We expect the summit to help us identify and begin training a team of neighborhood scholars who understand the national and global dimensions of housing policy and who can help document local needs and otherwise support advocacy for residents. The Summit will provide a space for leaders from universities and community groups to identify priorities and to explore ways to advance this agenda, building upon networks that are already emerging among community organizations, national and international human rights cities organizers, the University Human Rights Network, and other allies connected to the Pittsburgh Human Rights City Alliance. The Housing Summit will be an opportunity for more extensive cross-campus and community collaboration on an issue the affects all of our campuses and our neighborhoods.

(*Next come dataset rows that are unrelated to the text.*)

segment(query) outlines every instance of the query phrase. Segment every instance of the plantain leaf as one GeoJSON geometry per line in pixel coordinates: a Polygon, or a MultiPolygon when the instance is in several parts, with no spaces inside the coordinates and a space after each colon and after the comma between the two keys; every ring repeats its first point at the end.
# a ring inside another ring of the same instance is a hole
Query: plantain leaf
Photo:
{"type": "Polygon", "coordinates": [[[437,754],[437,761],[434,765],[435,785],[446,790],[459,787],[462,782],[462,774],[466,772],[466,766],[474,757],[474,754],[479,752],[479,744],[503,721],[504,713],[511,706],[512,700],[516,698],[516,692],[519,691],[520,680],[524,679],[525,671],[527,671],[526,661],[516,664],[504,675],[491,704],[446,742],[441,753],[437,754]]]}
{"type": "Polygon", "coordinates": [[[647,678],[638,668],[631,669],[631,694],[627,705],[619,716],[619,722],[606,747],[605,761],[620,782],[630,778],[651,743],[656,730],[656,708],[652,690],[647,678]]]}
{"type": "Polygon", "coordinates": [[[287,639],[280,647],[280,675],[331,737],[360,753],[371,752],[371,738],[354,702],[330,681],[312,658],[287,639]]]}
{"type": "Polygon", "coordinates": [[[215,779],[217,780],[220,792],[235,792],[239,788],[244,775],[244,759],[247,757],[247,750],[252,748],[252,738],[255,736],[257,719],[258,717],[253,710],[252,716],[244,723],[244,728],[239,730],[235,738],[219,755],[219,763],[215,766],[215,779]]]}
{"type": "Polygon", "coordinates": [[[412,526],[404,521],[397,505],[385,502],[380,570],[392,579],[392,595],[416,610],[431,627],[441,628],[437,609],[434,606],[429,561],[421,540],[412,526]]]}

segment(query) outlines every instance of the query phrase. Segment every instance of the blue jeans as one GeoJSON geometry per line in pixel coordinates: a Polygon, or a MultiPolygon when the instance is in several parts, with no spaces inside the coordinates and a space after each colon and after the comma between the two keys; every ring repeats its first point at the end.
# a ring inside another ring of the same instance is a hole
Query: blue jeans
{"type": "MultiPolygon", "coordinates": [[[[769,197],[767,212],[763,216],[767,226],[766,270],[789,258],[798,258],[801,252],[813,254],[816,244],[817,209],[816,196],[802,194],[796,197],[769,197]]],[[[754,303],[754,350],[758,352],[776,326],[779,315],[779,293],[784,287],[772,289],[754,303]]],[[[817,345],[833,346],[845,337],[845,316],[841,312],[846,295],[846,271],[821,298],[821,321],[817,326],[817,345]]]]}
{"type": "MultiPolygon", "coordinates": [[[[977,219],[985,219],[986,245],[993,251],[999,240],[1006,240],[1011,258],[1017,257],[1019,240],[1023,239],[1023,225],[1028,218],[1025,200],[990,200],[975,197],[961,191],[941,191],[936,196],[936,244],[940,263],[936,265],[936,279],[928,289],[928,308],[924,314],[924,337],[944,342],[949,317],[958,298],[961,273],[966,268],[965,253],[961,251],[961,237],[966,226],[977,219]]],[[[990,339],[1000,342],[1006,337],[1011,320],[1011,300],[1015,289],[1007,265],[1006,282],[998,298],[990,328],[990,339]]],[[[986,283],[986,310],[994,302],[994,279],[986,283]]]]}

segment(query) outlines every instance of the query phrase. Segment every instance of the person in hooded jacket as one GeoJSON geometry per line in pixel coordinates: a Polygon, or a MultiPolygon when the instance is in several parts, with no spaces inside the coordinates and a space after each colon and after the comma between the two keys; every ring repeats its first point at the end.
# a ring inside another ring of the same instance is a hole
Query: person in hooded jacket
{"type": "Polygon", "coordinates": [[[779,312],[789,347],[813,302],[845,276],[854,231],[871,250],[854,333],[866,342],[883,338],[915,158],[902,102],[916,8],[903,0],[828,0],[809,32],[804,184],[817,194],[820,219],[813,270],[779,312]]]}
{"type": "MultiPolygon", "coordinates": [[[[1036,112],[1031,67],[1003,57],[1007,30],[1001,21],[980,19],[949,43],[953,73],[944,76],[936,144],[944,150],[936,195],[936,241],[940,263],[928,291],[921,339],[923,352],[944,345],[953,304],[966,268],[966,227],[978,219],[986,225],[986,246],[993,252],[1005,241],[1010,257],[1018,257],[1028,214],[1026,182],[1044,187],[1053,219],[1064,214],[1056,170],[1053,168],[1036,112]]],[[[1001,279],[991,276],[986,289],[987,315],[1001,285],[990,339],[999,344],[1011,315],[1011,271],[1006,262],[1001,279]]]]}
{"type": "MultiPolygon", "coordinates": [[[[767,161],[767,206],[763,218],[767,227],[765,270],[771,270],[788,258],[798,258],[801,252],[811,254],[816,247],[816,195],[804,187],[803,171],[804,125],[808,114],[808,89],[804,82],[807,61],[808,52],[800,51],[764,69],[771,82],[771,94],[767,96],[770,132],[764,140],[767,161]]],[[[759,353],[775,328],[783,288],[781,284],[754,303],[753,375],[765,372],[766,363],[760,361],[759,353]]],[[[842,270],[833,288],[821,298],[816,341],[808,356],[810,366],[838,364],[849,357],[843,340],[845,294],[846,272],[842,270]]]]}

Anticipated Outcomes. The key aims are to: 1) raise the profile of the affordable housing crisis on public and research agendas; 2) enhance local knowledge about the global factors shaping housing policies in Pittsburgh; 3) strengthen residents' skills and capacities for addressing the housing crisis and its impacts; and 4) improve practices that enable residents and policymakers to both utilize and shape the data and research being produced at area universities; and 5) strengthen working relationships among members of Pittsburgh area universities and activist communities. Since these objectives have both scholarly and policy relevance, we are building an advisory committee made up of leaders from both of those areas to help structure the Summit agenda. Dr. Smith will work with the advisory committee to develop appropriate assessment/evaluation tools as well as a synthesis report that can be a basis for further action and dialogue on campus and in the community. Thus far, we have engaged with an emerging alliance of housing advocates in Pittsburgh as well as with faculty in the University of Pittsburgh School of Public Health, and School of Social Work and from faculty at other area Universities. The final report will be accessible to a general audience and will be circulated via websites, news media, and a variety of online and social media outlets used by community organizers who participate in the project. We will make results available in accessible formats via the Human Rights City Alliance and other relevant websites.


[i] See, e.g., a recently produced pamphlet from a coalition of housing advocates, Black Homes Matter http://prrac.org/pdf/Black_Homes_Matter-Pittsburgh.pdf.
[ii] See, e.g., this essay by professional consultant, Lack of Diversity is Hurting the Region's Economy http://pittsburghfuture.blogspot.com/2013/06/lack-of-diversity-is-hurting-regions.html.
[iii]Pittsburgh's Racial Demographics 2015: Differences and Disparities
[iv]See, e.g., Harvey, David. 2012. Rebel Cities: From the Right to the City to the Urban Revolution. New York: Verso; Cities for People Not for Profit: Critical Urban Theory and the Right to the City, edited by N. Brenner, P. Marcuse and M. Mayer. New York: Routledge; Appadurai, A. 2001. "Deep Democracy: Urban Governmentality and the Horizon of Politics." Environment and Urbanization 13(2):23-43.